Classroom lesson · Bunce Island · 🇸🇱 Sierra Leone

Bunce Island

An important historic site in the Sierra Leone River

Photo · Wikimedia Commons

What is it?

Bunce Island is a small island in the Sierra Leone River, about 30 kilometres upstream from Freetown. Its stone ruins are among the most important historic sites in West Africa, and people from many countries visit to learn about and remember the history that happened there.

Tell me more

The island is about one kilometre long and sits quietly in the broad river, covered in green vegetation growing up through and around the old stone walls. The ruins include the remains of buildings, walls and fortifications that date back hundreds of years. They have been carefully preserved so that future generations can always visit.

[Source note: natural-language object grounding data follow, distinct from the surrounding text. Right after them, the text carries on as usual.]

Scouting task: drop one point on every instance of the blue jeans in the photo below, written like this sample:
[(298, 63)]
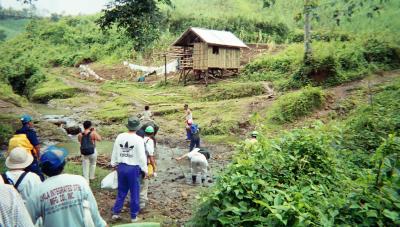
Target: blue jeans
[(188, 134), (194, 142), (128, 180), (34, 167)]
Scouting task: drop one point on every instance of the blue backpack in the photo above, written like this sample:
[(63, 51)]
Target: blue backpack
[(194, 129)]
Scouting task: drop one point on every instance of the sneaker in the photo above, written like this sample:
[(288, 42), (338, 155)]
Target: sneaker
[(115, 217), (135, 219)]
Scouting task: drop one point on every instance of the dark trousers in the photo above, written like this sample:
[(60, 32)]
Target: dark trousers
[(128, 180), (194, 142), (34, 167)]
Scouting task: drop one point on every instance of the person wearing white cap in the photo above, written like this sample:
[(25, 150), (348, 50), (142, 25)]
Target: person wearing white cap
[(63, 200), (23, 181), (198, 164), (12, 209)]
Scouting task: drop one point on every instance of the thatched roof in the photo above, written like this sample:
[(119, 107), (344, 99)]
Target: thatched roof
[(213, 37)]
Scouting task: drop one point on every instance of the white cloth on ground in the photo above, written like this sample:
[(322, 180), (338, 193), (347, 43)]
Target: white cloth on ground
[(149, 146), (146, 115), (198, 163), (12, 209), (59, 201), (129, 149)]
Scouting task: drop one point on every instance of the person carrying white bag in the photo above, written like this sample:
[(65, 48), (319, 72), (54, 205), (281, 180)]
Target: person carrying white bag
[(110, 181)]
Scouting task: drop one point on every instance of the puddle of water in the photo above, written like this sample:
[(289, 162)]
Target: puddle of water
[(73, 147)]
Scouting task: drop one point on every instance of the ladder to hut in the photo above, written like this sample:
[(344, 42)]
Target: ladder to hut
[(185, 60)]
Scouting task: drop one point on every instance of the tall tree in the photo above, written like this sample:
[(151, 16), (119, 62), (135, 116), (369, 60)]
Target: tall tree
[(139, 19), (344, 9)]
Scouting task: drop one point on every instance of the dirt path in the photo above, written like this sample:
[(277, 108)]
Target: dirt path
[(171, 196)]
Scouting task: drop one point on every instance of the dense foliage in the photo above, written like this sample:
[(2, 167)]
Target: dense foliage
[(139, 19), (312, 176), (292, 106), (333, 63)]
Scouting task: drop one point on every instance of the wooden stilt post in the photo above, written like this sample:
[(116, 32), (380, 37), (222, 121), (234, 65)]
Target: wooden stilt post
[(184, 78), (165, 68), (206, 77)]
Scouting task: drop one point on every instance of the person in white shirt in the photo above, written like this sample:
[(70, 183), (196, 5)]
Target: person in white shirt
[(63, 200), (146, 115), (129, 158), (18, 159), (198, 164), (12, 209), (149, 144), (188, 118)]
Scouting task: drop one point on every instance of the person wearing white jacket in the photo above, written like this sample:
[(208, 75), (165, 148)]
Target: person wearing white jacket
[(63, 200), (18, 159), (129, 158)]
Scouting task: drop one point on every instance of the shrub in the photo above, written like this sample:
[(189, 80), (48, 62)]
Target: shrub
[(291, 106), (6, 132), (288, 181), (332, 63), (326, 36), (376, 121)]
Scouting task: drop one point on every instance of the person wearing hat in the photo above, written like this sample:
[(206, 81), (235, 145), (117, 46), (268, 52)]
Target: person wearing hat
[(253, 138), (194, 130), (198, 164), (88, 139), (62, 200), (188, 118), (23, 181), (149, 144), (26, 137), (129, 158), (12, 209)]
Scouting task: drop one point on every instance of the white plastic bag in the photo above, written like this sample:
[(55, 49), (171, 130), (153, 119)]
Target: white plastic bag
[(110, 181), (87, 215)]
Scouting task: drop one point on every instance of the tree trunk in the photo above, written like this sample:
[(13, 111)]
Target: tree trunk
[(307, 32)]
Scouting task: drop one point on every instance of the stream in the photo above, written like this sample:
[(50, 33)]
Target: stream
[(171, 194)]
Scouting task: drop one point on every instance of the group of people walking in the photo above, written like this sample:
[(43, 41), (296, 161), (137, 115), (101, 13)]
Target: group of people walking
[(62, 199)]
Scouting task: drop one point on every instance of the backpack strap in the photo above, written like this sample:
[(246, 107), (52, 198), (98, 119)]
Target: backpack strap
[(20, 180), (5, 178)]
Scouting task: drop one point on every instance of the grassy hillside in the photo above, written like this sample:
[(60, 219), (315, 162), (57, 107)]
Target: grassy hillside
[(13, 27)]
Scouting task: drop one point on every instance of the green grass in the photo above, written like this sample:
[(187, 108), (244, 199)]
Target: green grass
[(232, 91), (13, 27), (53, 88), (292, 106), (8, 95)]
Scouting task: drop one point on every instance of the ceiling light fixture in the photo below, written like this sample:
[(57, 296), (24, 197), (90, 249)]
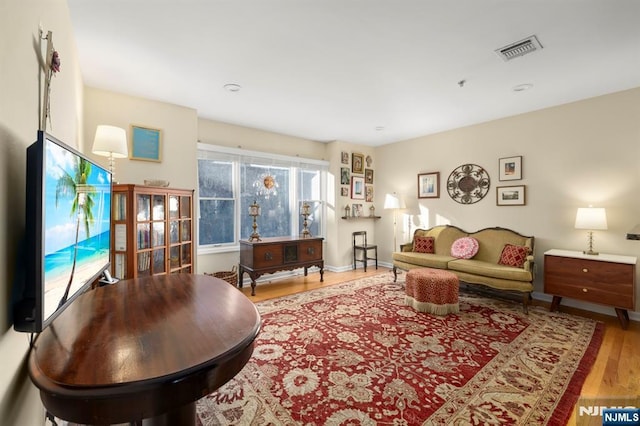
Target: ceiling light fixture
[(522, 87), (232, 87)]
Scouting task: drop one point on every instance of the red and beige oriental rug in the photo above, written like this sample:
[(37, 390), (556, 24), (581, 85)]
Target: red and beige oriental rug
[(354, 354)]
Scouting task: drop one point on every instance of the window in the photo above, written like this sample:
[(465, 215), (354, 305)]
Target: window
[(230, 180)]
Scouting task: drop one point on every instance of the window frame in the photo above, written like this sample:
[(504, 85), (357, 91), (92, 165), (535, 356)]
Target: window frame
[(237, 157)]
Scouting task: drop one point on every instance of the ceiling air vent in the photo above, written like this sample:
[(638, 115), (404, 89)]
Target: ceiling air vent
[(519, 48)]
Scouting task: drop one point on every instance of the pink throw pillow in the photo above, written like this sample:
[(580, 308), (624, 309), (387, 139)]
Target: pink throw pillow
[(423, 245), (514, 255), (464, 248)]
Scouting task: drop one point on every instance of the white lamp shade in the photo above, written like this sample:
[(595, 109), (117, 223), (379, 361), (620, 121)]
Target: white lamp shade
[(392, 201), (591, 218), (110, 141)]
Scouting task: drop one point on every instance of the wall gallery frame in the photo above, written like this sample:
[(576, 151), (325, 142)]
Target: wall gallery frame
[(357, 187), (368, 176), (344, 175), (511, 195), (429, 185), (368, 192), (146, 144), (344, 155), (510, 168), (357, 163)]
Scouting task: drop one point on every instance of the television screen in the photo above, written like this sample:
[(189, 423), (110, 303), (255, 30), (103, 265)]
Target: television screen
[(68, 217)]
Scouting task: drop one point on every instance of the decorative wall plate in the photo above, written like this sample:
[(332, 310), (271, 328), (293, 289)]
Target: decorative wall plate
[(468, 184)]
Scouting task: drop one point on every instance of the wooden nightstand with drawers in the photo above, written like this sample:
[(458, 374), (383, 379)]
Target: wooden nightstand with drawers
[(605, 279)]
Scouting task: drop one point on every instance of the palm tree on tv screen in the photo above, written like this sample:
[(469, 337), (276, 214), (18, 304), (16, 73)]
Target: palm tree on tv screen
[(76, 186)]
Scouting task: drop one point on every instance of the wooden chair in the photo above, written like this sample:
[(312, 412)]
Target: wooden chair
[(361, 249)]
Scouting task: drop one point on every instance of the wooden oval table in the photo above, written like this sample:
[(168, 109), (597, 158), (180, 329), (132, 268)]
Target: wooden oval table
[(146, 348)]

Bunce Island has a strong connection to communities in the United States, particularly in South Carolina and Georgia, where descendants of people from Sierra Leone still celebrate cultural traditions — including the Gullah Geechee culture — that trace their roots back across the Atlantic Ocean.

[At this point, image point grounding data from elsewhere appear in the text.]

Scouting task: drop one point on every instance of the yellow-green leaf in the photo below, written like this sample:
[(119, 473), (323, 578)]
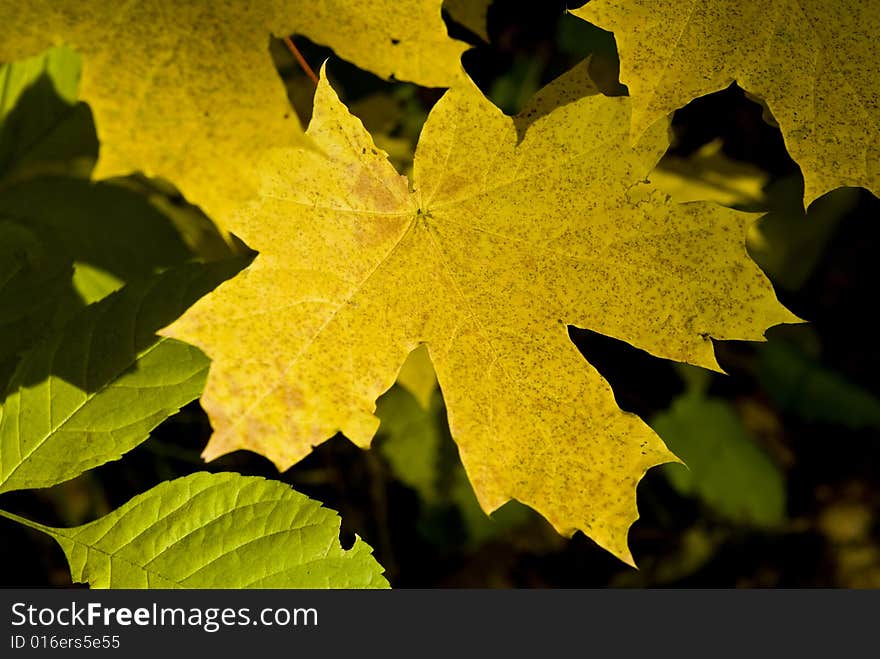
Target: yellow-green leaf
[(188, 91), (216, 531), (816, 65), (497, 249)]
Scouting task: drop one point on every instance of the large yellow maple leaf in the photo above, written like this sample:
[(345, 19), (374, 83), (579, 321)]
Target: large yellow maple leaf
[(816, 64), (496, 250), (188, 90)]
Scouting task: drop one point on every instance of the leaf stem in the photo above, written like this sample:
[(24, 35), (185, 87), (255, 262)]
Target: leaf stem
[(302, 60), (26, 522)]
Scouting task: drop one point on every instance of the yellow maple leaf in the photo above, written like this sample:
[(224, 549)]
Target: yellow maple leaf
[(494, 252), (188, 91), (816, 65)]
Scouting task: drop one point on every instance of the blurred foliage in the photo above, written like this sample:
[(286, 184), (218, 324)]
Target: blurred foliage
[(783, 485)]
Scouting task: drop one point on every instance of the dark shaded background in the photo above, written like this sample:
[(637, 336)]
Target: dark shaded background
[(827, 452)]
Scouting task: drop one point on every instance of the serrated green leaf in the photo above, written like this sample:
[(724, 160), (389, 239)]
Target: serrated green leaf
[(217, 531), (42, 127), (96, 389), (725, 467), (51, 224)]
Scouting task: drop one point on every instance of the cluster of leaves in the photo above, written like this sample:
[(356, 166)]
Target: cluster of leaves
[(472, 268)]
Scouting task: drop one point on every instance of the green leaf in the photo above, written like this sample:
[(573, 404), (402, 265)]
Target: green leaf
[(96, 389), (42, 127), (217, 531), (725, 467), (806, 388), (67, 242)]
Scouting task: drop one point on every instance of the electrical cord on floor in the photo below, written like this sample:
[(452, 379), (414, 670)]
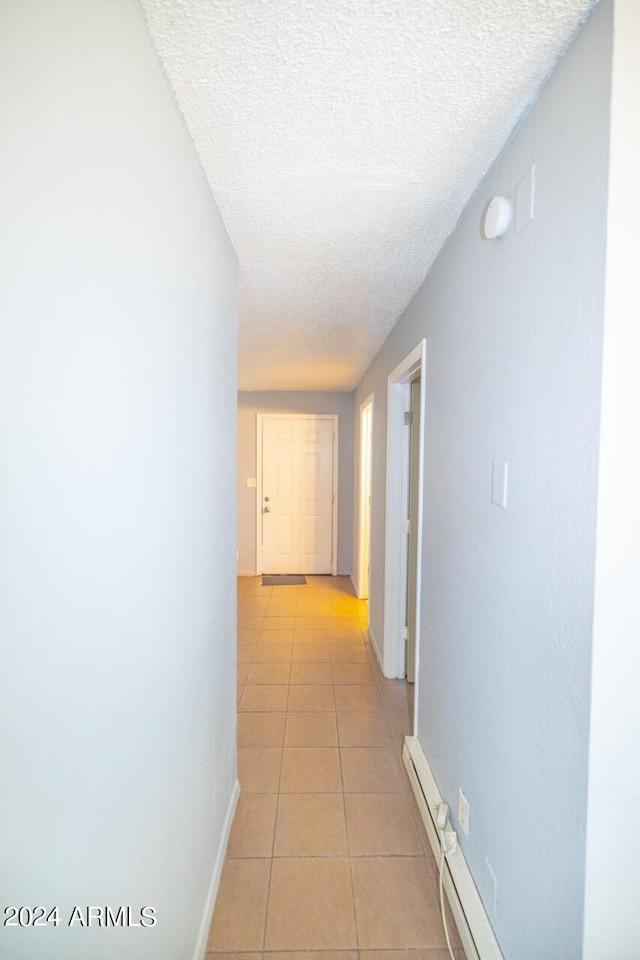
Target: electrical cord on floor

Today, Bunce Island is managed as a heritage site. Schoolchildren and visitors from around the world come to learn and reflect. Sierra Leone's government considers it a place of great national importance, and it is a powerful reminder of the connections between West Africa and communities across the world.

In the classroom

Walk your class through this in 15 minutes.

Talk together

Discussion prompts

  1. 01Why is it important to preserve old buildings and ruins even if they remind us of difficult times?
  2. 02The Gullah Geechee culture in the United States traces its roots to Sierra Leone. What does that tell us about how cultures can travel and survive across oceans?
  3. 03If you were a museum guide at Bunce Island, what would you want every visitor to understand by the time they left?
  4. 04Why do you think governments choose to protect certain places as heritage sites?
Try this

Classroom activity

Find the Gullah Geechee Cultural Heritage Corridor on a map of the United States (it runs along the coasts of North and South Carolina, Georgia and Florida). Then find Sierra Leone on a world map. Draw a line connecting the two regions and label it 'Cultural Connection'. Write two facts about the Gullah Geechee culture.